Misschien moet men er wel naartoe dat op basis van data bepaald wordt of een melkveehouder voor beweiden of maaien moeten kiezen. Op dit moment ontwikkelt Wageningen Universiteit een app, die voorspelt hoe het gras groeit. Die app moet in combinatie met data van bijvoorbeeld een spectrale camera aan een drone voorspellen hoeveel eiwit er in het gras zit.
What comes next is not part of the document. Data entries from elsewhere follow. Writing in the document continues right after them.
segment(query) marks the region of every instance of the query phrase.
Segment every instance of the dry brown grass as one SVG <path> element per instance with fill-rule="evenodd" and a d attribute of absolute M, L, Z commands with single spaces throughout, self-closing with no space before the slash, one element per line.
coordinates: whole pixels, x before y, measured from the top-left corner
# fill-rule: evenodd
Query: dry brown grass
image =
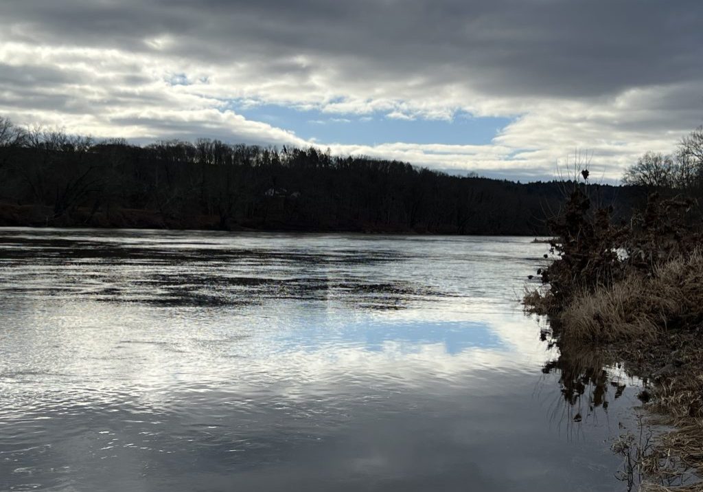
<path fill-rule="evenodd" d="M 534 294 L 526 302 L 543 301 Z M 669 328 L 703 320 L 703 253 L 654 269 L 652 277 L 633 272 L 609 288 L 584 292 L 558 315 L 560 336 L 612 342 L 653 339 Z"/>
Zodoende kan een melkveehouder een weloverwogen keuze maken tussen maaien of beweiden. Want hiervoor geldt: wat er niet in de koe komt, komt er ook niet uit.
Kleine rantsoenaanpassing bij melkvee met groot gevolg
Remkes stelt dat een transitie naar een stikstofarme veehouderij een radicale verandering vraagt van de adviezen van erfbetreders. Deze zijn nu vaak gebaseerd op de algemeen gangbare praktijk van diervoeding, bemesting en mestverwerking ‘vanwege daarmee samenhangende commerciële belangen.’ In een reportage ‘Stikstofvreters’ van De Kennis van Nu komt diervoeringexpert aan de Wageningen Universiteit Jan Dijksta met een mogelijke oplossing. Hij stelt namelijk dat de gemiddelde melkveehouder meestal te veel eiwit voert. “De melkveehouder voert nu 16,5 procent. Dat is te veel. Dat zou je terug kunnen brengen naar 15,5 procent.” Door een procent minder eiwit te voeren, kan de ammoniakemissie met tien procent worden teruggebracht. Volgens Dijkstra heeft dit geen effect op de melkgift of de gezondheid van de koe.
Melkveehouder met moed en vertrouwen voorop
Melkveehouders moeten vernieuwen, zoveel is wel duidelijk. Volgens Remkes vergt dit ‘een eigen passende visie vanuit ondernemerschap, met moed en vertrouwen, en met ondersteuning vanuit de overheid. Kennisinstellingen en agro-businesspartners. (…) Vernieuwingen dienen tot ene structureel beter verdienmodel te leiden door minder kosten en meer inkomsten die voor een lange periode gegarandeerd zijn.’
Er zijn wel kanttekeningen, met name de klassieke mestwetgeving vormt een belemmering voor duurzame vernieuwing. ‘Daarnaast kunnen structurele aanpassingen in de bedrijfsvoering lange-termijn-investeringen vergen in stalsystemen, mestopwerking en bemestingstechnieken, waar de meeste kredietverstrekkers zeer terughoudend zijn. Bovendien zijn goede verdienmodellen lang niet altijd gegarandeerd, zeker niet voor de lange termijn, zodat er veel onzekerheid is of grote investeringen terugverdiend kunnen worden.’
Doorzettingsvermogen melkveehouderij
Er moet dus een hoop gebeuren, wil de melkveehouderij duurzaam worden. Het stikstofgehalte in dierlijke mest moet omlaag, drijfmest moet tot het verleden gaan behoren, weidegang wordt een must en de mineralenbalans binnen een bedrijf moet gesloten worden. Uitdagingen die de hele sector voor haar kiezen krijgt. Dat vraagt om adaptievermogen, moed en een behoorlijk doorzettingsvermogen. Maar als we één ding weten uit het verleden, is dat deze sector dat heeft.